GNL: O futuro bate à porta

O transporte marítimo de gás natural no estado liquefeito (“GNL”) é uma das grandes conquistas da engenharia naval, com uma larga quota-parte na revolução do mercado de energia que estamos hoje a assistir. Para tornar viável o transporte de gás natural, composto em mais de 85% por metano, é necessário liquefazê-lo, assim aumentando a sua densidade em cerca de seiscentas vezes. Por razões de segurança, a liquefacção é conseguida por arrefecimento à temperatura de ebulição do metano de -161ºC e não por compressão. O desafio tecnológico daí resultante só foi ultrapassado nos anos cinquenta pela equipa de projeto da J.J.Henry, sediada em Nova Iorque, com quem tive o privilégio de trabalhar alguns anos mais tarde. O primeiro navio de transporte de GNL, o “MethanePioneer”, lançado em 1958, marca o início da revolução do gás natural.

A experiência positiva dos navios de GNL, em que o gás que escapa dos tanques (“boiloff”) é utilizado como combustível na propulsão, levou à sua adopção como combustível noutros tipos de navios, começando com o ferry norueguês MF “Glutra” em 2000. Atualmente a frota de navios com propulsão a GNL, excluindo os referidos navios tanque e navios de navegação fluvial, compreende 73 navios em operação (10 na Europa) e 80 navios encomendados a estaleiros (44 na Europa). Os tipos de navio mais frequentes, por ordem decrescente de importância, são ferries, auxiliares (psv e rebocadores) e porta-contentores.

Os dois principais fabricantes de motores de propulsão marítima, MAN e Wartsila, estão a apostar fortemente na propulsão a GNL. A Wartsila, que domina o mercado de shortsea, oferece soluções integradas incluindo abastecimento, tancagem e sistemas de controlo, bem como uma barcaça para abastecimento portuário com 6.500 m3 de capacidade.

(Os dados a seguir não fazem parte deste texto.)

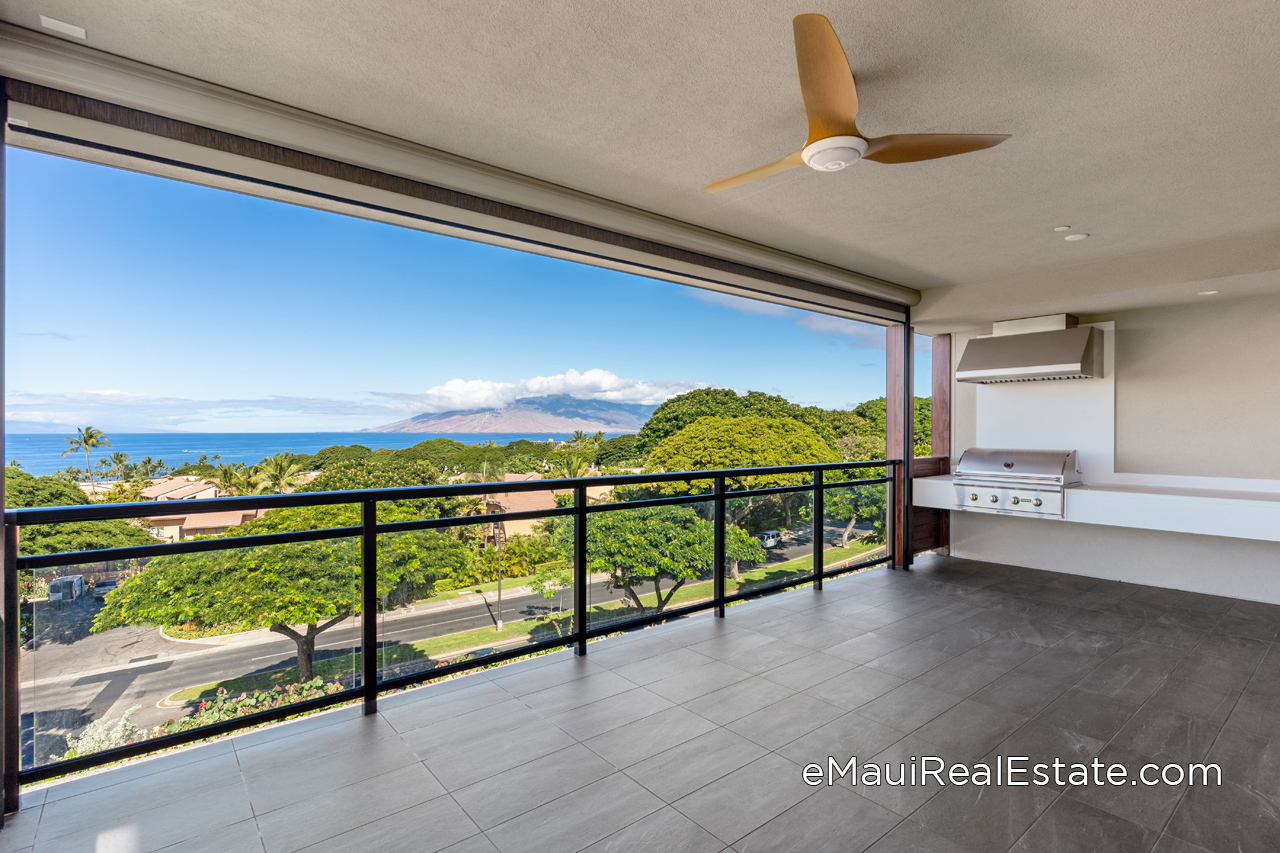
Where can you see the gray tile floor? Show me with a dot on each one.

A Diretiva 94/2014 da UE estabelece objetivos concretos para a implementação de infra-estruturas de GNL, incluindo pontos de abastecimento em portos core da RTE-T (Lisboa, Sines e Leixões) até fins de 2025. Os programas CEF-Transporte e CEF-Energia financiam projetos de implementação enquanto o Horizon 2020 financia projetos de I&D. Na lista de projetos já financiados destaca-se o GAINN4MOS liderado pela Fundación Valenciaport, que propõe a conversão de 4 navios protótipo e implementação de instalações de abastecimento em 7 portos, sendo 5 instalações piloto (Koper, Genova, La Spezia, Livorno e Veneza) e 2 instalações definitivas (Nantes-St Nazaire e FOS-Marseille). Portugal participa neste projeto através de quatro administrações portuárias e de dois armadores. Outro projeto relevante para Portugal é o CORE LNGas Hive, liderado pela Enagás, que propõe a conversão de 8 navios e implementação de 8 pontos de abastecimento de GNL nos Corredores do Atlântico e do Mediterrâneo na Península Ibérica. Estranhamente, não há participação portuguesa neste projeto.

Desafio para Portugal

O inevitável crescimento do mercado de propulsão a GNL oferece uma excelente oportunidade para um vasto sector da economia do mar, incluindo estaleiros, armadores, carregadores, administrações portuárias, fornecedores de serviços e equipamentos portuários e, necessariamente, centros de formação e de investigação. O estado ainda embrionário deste mercado aconselha a que se congreguem os esforços dos principais stakeholders, sob a coordenação duma entidade integradora como a APP ou o Forum Oceano, para assim criarmos vantagens competitivas e ombrearmos com outros países europeus no desenvolvimento deste importante mercado.